This was to Dick, and he and Jack stared at one another. Certainly their visit to Gaffer Hodge had paid them well.

"Are you sure of that, Gaffer?" asked Jack, quietly. "Sure that it was an automobile from Bray Park?"

"Sure as ever was!" said the old man, indignantly. Like all old people, he hated anyone to question him, resenting the idea that anyone could think he was mistaken. "Didn't I see the machine myself–a big grey one, with black stripes as ever was, like all their automobiles?"

"That's true–that's the way their cars are painted, and they have five or six of them," said Jack.

"Yes. And he come in the car from Lunnon before he went there–and then he come out here. He saw you and t'other young lad from Lunnon go by, maister, on your bicycles. He was watching you from the shop as ever was!"

"Thank you, Gaffer," said Jack, gravely. "You've told us just what we wanted to know. I'll bring you some tobacco in the morning, if you like.
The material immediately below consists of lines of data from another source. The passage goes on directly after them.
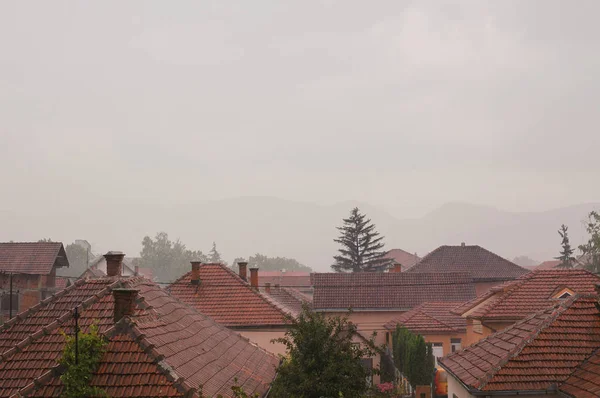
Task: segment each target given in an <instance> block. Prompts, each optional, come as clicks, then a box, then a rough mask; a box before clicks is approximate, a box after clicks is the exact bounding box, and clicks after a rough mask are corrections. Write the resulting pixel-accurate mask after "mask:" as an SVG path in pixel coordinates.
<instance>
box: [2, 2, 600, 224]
mask: <svg viewBox="0 0 600 398" xmlns="http://www.w3.org/2000/svg"><path fill="white" fill-rule="evenodd" d="M599 13H600V2H598V1H594V0H590V1H583V0H582V1H577V2H570V1H566V0H564V1H548V0H540V1H524V0H518V1H507V0H502V1H498V0H496V1H489V2H488V1H481V0H476V1H461V2H455V1H439V0H436V1H398V0H394V1H385V2H384V1H370V2H365V1H348V0H343V1H335V0H329V1H306V0H303V1H284V2H282V1H258V0H257V1H252V2H248V1H235V2H233V1H189V2H183V1H178V2H167V1H160V2H159V1H154V2H151V1H139V2H137V1H136V2H133V1H126V2H122V1H101V2H94V3H92V2H72V1H69V2H58V1H51V2H50V1H38V2H31V1H2V2H0V178H1V179H2V184H1V188H0V190H1V191H2V194H1V195H0V205H1V206H0V210H1V211H5V212H27V211H29V210H30V209H32V208H39V207H40V206H45V207H47V208H48V209H61V208H67V207H69V206H78V205H80V204H81V203H86V204H88V205H89V206H92V207H93V206H103V205H104V204H107V203H110V204H113V205H114V204H115V203H124V204H128V205H131V204H141V205H172V204H176V203H181V202H187V201H194V200H198V199H218V198H224V197H235V196H246V195H266V196H277V197H281V198H286V199H296V200H302V201H311V202H318V203H333V202H337V201H344V200H361V201H367V202H370V203H373V204H378V205H384V206H386V207H387V208H393V209H396V210H398V212H399V213H402V214H405V215H407V216H408V215H410V214H411V213H413V212H414V213H418V214H422V213H424V212H426V211H428V210H431V209H433V208H434V207H436V206H438V205H440V204H442V203H444V202H447V201H455V200H459V201H468V202H473V203H480V204H487V205H493V206H496V207H500V208H502V209H507V210H531V209H546V208H552V207H559V206H563V205H569V204H574V203H581V202H591V201H597V200H599V199H600V184H598V181H599V180H600V166H599V165H598V148H599V147H600V131H599V129H598V127H599V124H600V123H599V121H598V117H599V115H600V112H599V111H600V99H599V93H600V73H599V70H600V46H599V42H600V24H598V20H597V16H598V15H599Z"/></svg>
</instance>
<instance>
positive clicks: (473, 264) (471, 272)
mask: <svg viewBox="0 0 600 398" xmlns="http://www.w3.org/2000/svg"><path fill="white" fill-rule="evenodd" d="M406 272H414V273H421V272H436V273H441V272H469V273H470V274H471V275H472V276H473V282H474V283H475V289H476V292H477V295H478V296H479V295H481V294H483V293H485V292H486V291H487V290H488V289H489V288H491V287H493V286H496V285H498V284H501V283H503V282H506V281H510V280H514V279H517V278H518V277H520V276H522V275H524V274H526V273H528V272H529V270H527V269H525V268H523V267H520V266H518V265H517V264H514V263H512V262H510V261H508V260H506V259H504V258H502V257H500V256H498V255H497V254H495V253H492V252H491V251H489V250H486V249H484V248H483V247H481V246H476V245H473V246H468V245H465V244H464V243H463V244H461V245H460V246H440V247H438V248H437V249H435V250H434V251H432V252H431V253H429V254H428V255H426V256H425V257H423V259H422V260H421V261H419V263H418V264H417V265H415V266H414V267H412V268H411V269H409V270H408V271H406Z"/></svg>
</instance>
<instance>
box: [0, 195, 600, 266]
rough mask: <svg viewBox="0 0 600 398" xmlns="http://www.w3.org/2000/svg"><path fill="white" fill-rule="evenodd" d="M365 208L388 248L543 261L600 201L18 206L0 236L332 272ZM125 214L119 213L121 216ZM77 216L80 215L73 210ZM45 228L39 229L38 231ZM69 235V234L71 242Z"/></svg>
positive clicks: (214, 203)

My father's just got a new lot down from London."

"Thanks, thank'ee kindly," said the Gaffer, overjoyed at the prospect.

Then they said good-night to the old man, who, plainly delighted at the thought that he had been of some service to them, and at this proof of his sharpness, of which he was always boasting, rose and hobbled into his house.

"He's really a wonderful old man," said Dick.

"He certainly is," agreed Jack. "His memory seems to be as good as ever, and he's awfully active, too. He's got rheumatism, but he can see and hear as well as he ever could, my father says."